After cementing its core values during its early years, the CDI continued to expand its role on campus under the leadership of Dr. Emelyn dela Pena, who succeeded Buck in 2016. Dela Pena also upgraded the title of the leader of the CDI from executive director to associate vice chancellor, adding to the prestige of the office. Over the next few years, the CDI’s physical office moved from Olin Library to the third floor of the DUC, then to its current location on the second floor of the DUC.

“I think something about the space is important, like where the Center for Diversity and Inclusion is on campus,” Buck said. “And the fact that it has a premier space…is very important so that everyone, all of the student community can see diversity and inclusion as a part of the fabric of the educational experience here.”

In addition, the CDI’s growing staff allowed it to expand the center’s role on campus by adding an Office of Religious, Spiritual and Ethical life and offering training and workshops to various members of the University’s staff and faculty in topics ranging from “culture and communication” to “navigating triggers.”

Looking forward, Kamimura-Jimenez hopes to continue this trend of growth by coming up with new initiatives for the center.
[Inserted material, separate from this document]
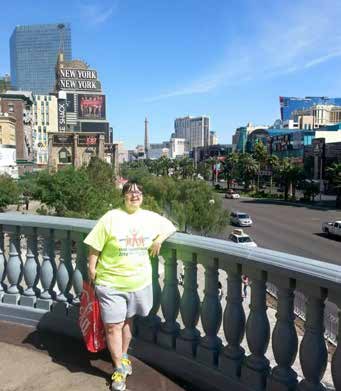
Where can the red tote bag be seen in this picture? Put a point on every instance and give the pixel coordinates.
(90, 321)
“We’re going to continue the intergroup dialogue program that was developed under Emelyn [dela Pena]’s tenure,” Kamimura said. “But also thinking about new ways that students’ identities need to be supported within the CDI and also thinking about our presence as an innovative space for identity and inclusion.”
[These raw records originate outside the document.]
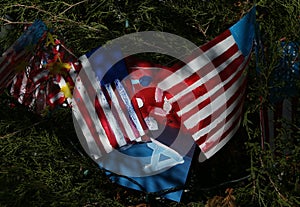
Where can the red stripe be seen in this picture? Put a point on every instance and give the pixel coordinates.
(124, 109)
(209, 85)
(100, 113)
(223, 108)
(116, 115)
(207, 69)
(89, 122)
(106, 126)
(207, 101)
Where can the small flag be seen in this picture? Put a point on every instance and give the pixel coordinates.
(141, 123)
(16, 57)
(47, 77)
However, dela Pena maintains that the most important goal for the CDI should be to continue to remain accessible and approachable for all students, citing her own close connections with many students during her time at the University.

“Even at a level of associate vice chancellor, I had personal relationships with students. I saw them every day that they engaged with me, that they invited me to watch TV with them in the CDI that they would share with me, their plans for after this place,” dela Pena said. “They would share with me their favorite TV shows and get me to start binge-watching stuff on Netflix, and so that kind of relationship building with students really engenders a lot of trust and helps us to do our work better.”

Whatever direction the center decides to take, dela Pena is confident that the CDI’s future is bright.

“I’m looking forward to seeing the 10-year anniversary and all the wonderful things that are going to happen,” she said.